When I arrived there, the owner of the place met me and greeted me. He introduced himself as Dr. Thomas Jackson. He took me to my room, told me to make myself at home, and indicated he would meet me in his office in an hour.
Sixty minutes later, I was sitting in front of him. He explained what they did there. The idea was to treat any sexual deficit or issue with sex.
“What do you mean?” I asked, kind of nervously.
“That we can help you by giving you spaces to have sex with our personnel. Only if you want to, of course. We cannot force you to do anything if you are not willing to do so. It’s all up to you.”
Then, he explained some of their methods and spaces and how this could help me save my marriage.
“Sex is something you have to learn to enjoy even if you do this with the same person time after time. We’ll give you the rest of the day to think about it, and if after that you want to leave, that will be fine.”

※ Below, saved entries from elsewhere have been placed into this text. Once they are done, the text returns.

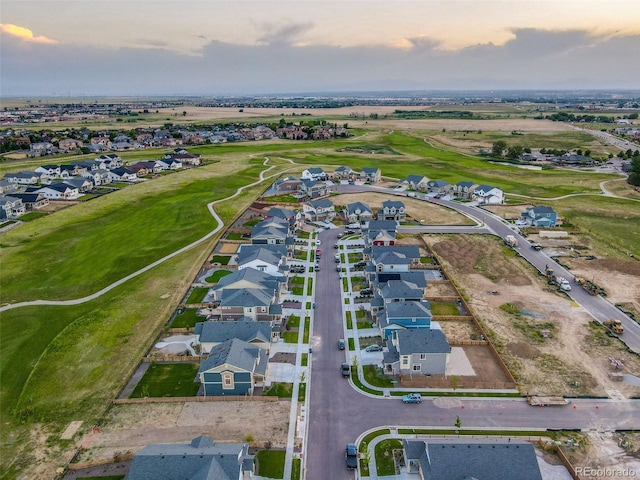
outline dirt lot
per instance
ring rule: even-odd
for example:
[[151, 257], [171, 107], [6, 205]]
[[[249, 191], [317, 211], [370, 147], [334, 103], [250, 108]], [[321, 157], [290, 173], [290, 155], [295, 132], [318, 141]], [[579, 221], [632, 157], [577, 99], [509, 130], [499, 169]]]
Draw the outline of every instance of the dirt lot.
[[528, 264], [505, 255], [499, 240], [481, 235], [425, 239], [443, 259], [474, 313], [494, 332], [495, 344], [523, 393], [640, 394], [640, 388], [608, 377], [614, 372], [609, 357], [625, 362], [615, 372], [637, 376], [640, 359], [601, 328], [590, 328], [591, 319], [582, 308], [551, 289]]
[[[153, 443], [189, 442], [208, 435], [219, 442], [271, 441], [285, 447], [291, 402], [208, 402], [115, 405], [86, 442], [79, 462], [136, 452]], [[247, 419], [259, 422], [247, 423]]]
[[[389, 196], [381, 193], [349, 193], [331, 197], [334, 205], [346, 206], [348, 203], [354, 202], [366, 203], [374, 213], [382, 206], [382, 202], [385, 200], [389, 200]], [[422, 200], [413, 198], [402, 198], [401, 200], [406, 207], [407, 215], [424, 224], [473, 225], [467, 217], [449, 208], [439, 207], [438, 205], [425, 203]]]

Before he let me go, he explained some of the rules of the place. These included not making noise after 8 pm, avoiding cell phones, and not making contact with other patients.
I had lunch at the cafeteria, and while I ate, I looked at the other people who were sitting at different tables. Apart from the staff, who were wearing white uniforms, nobody shared a table with other people. There were a couple of girls, but the majority of the guests were men. I saw a good-looking, brown-haired guy and wondered why he was there. He was so cute, so I felt like getting closer to him, but I knew I couldn’t break the rules. We weren’t allowed to talk to other people different from the staff.

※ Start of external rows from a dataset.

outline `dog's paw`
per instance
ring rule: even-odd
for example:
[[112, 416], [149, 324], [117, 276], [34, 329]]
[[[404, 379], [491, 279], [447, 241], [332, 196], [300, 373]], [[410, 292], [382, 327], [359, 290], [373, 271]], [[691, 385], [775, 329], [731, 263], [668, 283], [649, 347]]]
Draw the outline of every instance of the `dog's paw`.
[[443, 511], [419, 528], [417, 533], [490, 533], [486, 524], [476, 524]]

I spent the afternoon in my room. I turned on the TV and realized there were a lot of porn channels. I was so surprised. I mean, Paul and I had watched a porn movie once, but that had been it, and I was not so curious to try to search for porn on the internet. But there, alone in that room, I started changing channels and saw different types of scenes. At some point, I was so horny that I began to touch myself, and soon, I found myself fingering my pussy. I decided to get undressed. I felt so relaxed and free. I touched my whole body, and after some minutes, I experienced the first orgasm I had had in a long time.

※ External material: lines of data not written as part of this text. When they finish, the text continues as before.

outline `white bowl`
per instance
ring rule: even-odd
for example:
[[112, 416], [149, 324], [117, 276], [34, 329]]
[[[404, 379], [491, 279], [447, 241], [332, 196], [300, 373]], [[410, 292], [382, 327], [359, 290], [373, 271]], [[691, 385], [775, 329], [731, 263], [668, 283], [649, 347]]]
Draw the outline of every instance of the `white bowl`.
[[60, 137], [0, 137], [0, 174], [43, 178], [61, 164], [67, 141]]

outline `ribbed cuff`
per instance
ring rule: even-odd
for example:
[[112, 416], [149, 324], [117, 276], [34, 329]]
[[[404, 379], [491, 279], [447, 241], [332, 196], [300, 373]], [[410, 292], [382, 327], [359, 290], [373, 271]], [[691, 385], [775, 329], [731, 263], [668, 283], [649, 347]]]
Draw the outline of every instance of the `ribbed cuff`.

I spent the next hours watching porn and masturbating. At 6 pm, Dr. Jackson called me and asked me if I had made up my mind. I told him I was willing to give it a try. He said he was happy to hear that and told me he would see me at the cafeteria the next day at breakfast.
Day 2
The next morning, I got up almost at 8, got dressed, and went to the cafeteria. I grabbed my breakfast, sat down, and some minutes later, Dr. Jackson joined me. We talked about different things, and then he told me about my schedule for the day. I had an appointment with him at 9 am and then a massage session at 11 am.